Butterscotch Pots de Crème
4 tablespoons butter
1 cup raw or brown sugar, packed
4 cups heavy cream
1 teaspoon vanilla extract
1/2 teaspoon salt
8 large egg yolks
In a heavy, medium sauce pan, whisk together the butter and sugar over medium heat until they begin to melt into each other. Cook, stirring constantly, until the mixture starts to brown. Be careful that the sugar does not burn. One of the keys to butterscotch is that lightly scorched taste. So don’t be afraid to back off the heat a little at this point and gently roll up to that fine line between browned and burned.

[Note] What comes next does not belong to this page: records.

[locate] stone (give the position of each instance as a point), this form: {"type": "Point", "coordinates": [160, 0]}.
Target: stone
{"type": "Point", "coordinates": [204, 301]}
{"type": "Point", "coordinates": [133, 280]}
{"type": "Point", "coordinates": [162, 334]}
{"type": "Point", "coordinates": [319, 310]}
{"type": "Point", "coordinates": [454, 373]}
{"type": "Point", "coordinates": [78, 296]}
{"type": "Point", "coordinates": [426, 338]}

When the butterscotch is the dark, reddish-brown of an old penny and just at the point where it starts to smell smoky, remove the pan from the heat and pour in one cup of the cream in a thin stream, whisking continuously.
Note: The butterscotch will not like this in the least.
It will hiss and spit at you and start to harden up. Keep the pan over medium heat and keep stirring until the sugar dissolves. Add the rest of the cream, vanilla, and salt and continue cooking until the mixture just begins to boil.
Remove from heat and taste. Having the right amount of vanilla and salt is essential to having butterscotch taste like butterscotch, so feel free to make adjustments at this point.
Whisk the egg yolks together in a medium bowl. To combine the eggs and butterscotch without cooking the eggs you need to temper them by slowly whisking some of the hot butterscotch into the yolks. Do this a quarter cup at a time until you have warmed the yolks slightly.
Slowly pour the warmed yolks into the pot of butterscotch and whisk to combine.
Preheat your oven to 325°F and bring a large pot or kettle of water to boil on the stove.
Arrange your serving dishes (demitasse cups, teacups or ramekins work fine) in a large baking or roasting pan. Fill each serving dishes about half to two-thirds full of the butterscotch custard mix. Slowly add the hot water to the pan surrounding the serving dishes until the water is level with the filling inside.
Slide the whole works into the oven and tent loosely with foil.
Bake for 30 minutes then check to see to see how they are setting up. Total baking time can vary a lot depending on the temperature of the mixture when you put it in the oven and size and shape of your serving dishes. You want the tops and edges to be firmly set, but they should still be a bit jiggly in the middle – about 150°F internal. They will firm up as they cool.
Remove from water bath and let cool, then stash in the fridge until chilled, at least 2 hours.
To serve – remove them from the fridge about 20 minutes before serving and dollop with some whipped cream or drizzle with a bit of chocolate syrup.
Pots of cream – the name says it all – rich, thick, smooth, and custardy. Almost burning the sugar not only took the edge off the sweetness but also and gave it a really deep and complex flavor.
To quote my dear wife, “Wow, these are great, and I didn’t think I even liked butterscotch!”